Cyrus Foroughi and his colleagues produced two different recruitment adverts (see image below) to attract participants into a brain training study – one explicitly mentioned that the study was about brain training and mentioned that this training can lead to cognitive enhancements; the other was neutral and simply stated that participants were needed for a study. Nearly all previously published brain training research has used an overt, suggestive style of recruitment advertising.
Nineteen young men and 31 young women signed up in response to the two ads, with no gender or age differences between those who responded to each ad. Next, they completed baseline intelligence tests before spending an hour on a task that features in many commercial brain training programmes – the so-called dual n-back task, which involves listening to one stream of numbers or letters and watching another, and spotting whenever the latest item in one of the streams is a repeat of one presented “n” number of items earlier in that stream. As participants improve, “n” is increased, making the task more difficult. The next day, the participants completed more intelligence tests. They also answered questions about their beliefs in the possibility for people’s intelligence to increase.
The participants who’d responded to the overt, suggestive advert showed gains in intelligence after completing just one hour of brain training – a length of training too short to plausibly have produced any genuine benefit linked to the actual experience of doing the training. In contrast, the participants who responded to the neutral ad showed no intelligence gains. This group difference was despite the fact that the two groups performed just as well on the training task, suggesting no group differences in motivation or ability.
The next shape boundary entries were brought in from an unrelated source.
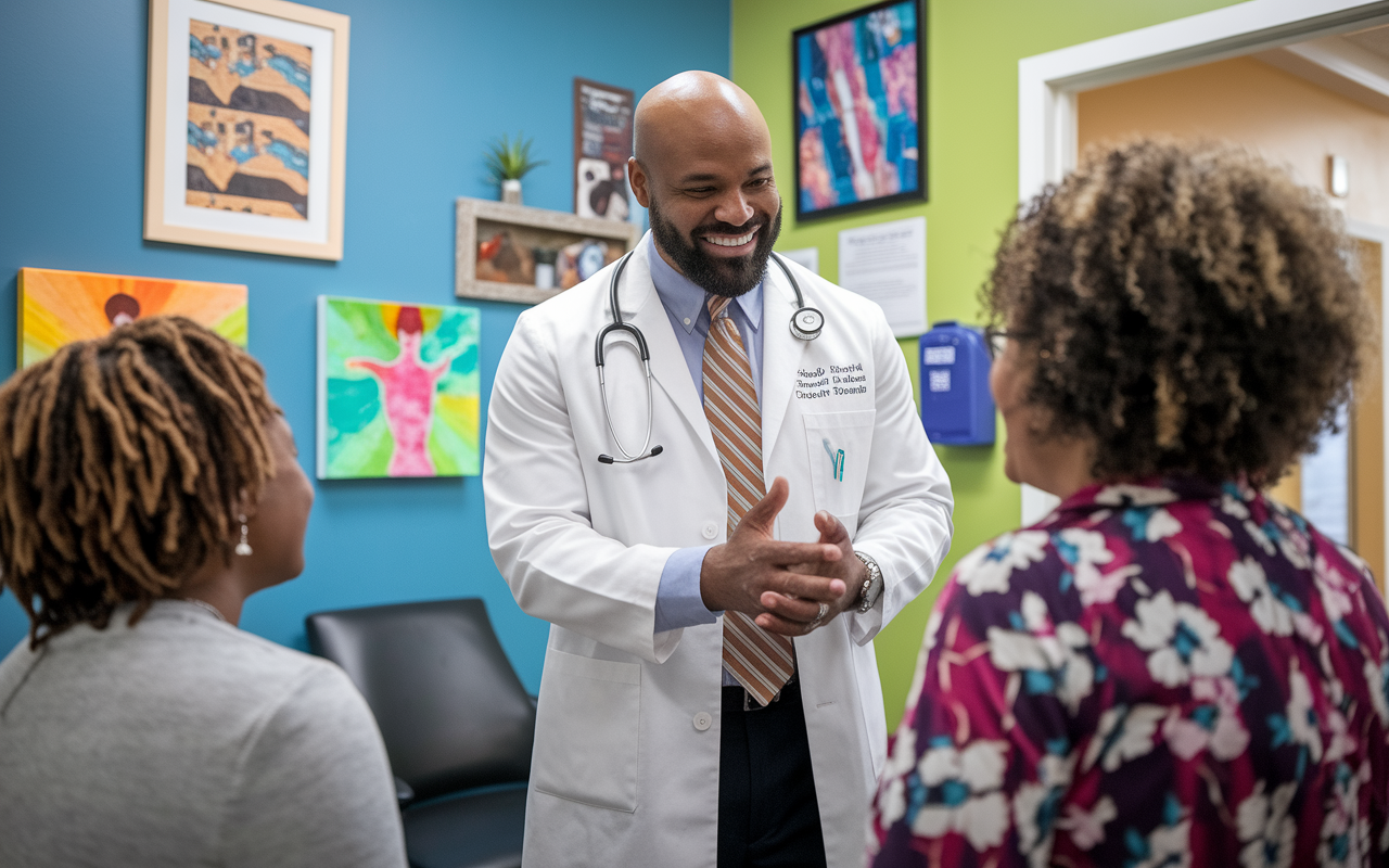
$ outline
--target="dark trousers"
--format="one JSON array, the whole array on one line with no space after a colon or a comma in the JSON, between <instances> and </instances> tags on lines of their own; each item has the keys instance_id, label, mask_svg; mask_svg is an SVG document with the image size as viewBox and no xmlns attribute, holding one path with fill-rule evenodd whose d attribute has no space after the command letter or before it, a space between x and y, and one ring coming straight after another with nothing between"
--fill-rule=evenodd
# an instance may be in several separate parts
<instances>
[{"instance_id":1,"label":"dark trousers","mask_svg":"<svg viewBox=\"0 0 1389 868\"><path fill-rule=\"evenodd\" d=\"M743 689L724 687L718 762L718 868L824 865L815 776L800 685L743 711Z\"/></svg>"}]
</instances>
Also, the group who’d responded to the suggestive ad reported stronger beliefs in the malleability of intelligence. This could be because people with these beliefs were more likely to respond to the suggestive ad, or because they’d been influenced by the claims of the ad – either way, it shows how the use of unsubtle recruitment advertising could be distorting research in this area.
The researchers said they’d provided “strong evidence that placebo effects from overt and suggestive recruitment can affect cognitive training outcomes”. They added that future brain training research should aim to better reduce or account for these placebo effects, for example avoiding hinting to participants what the goals of the study are, or what outcomes are expected. Their call comes after a group of psychologists warned in 2013 that intervention studies in psychology are afflicted by a “pernicious and pervasive” problem, namely the failure to adequately control for the placebo effect.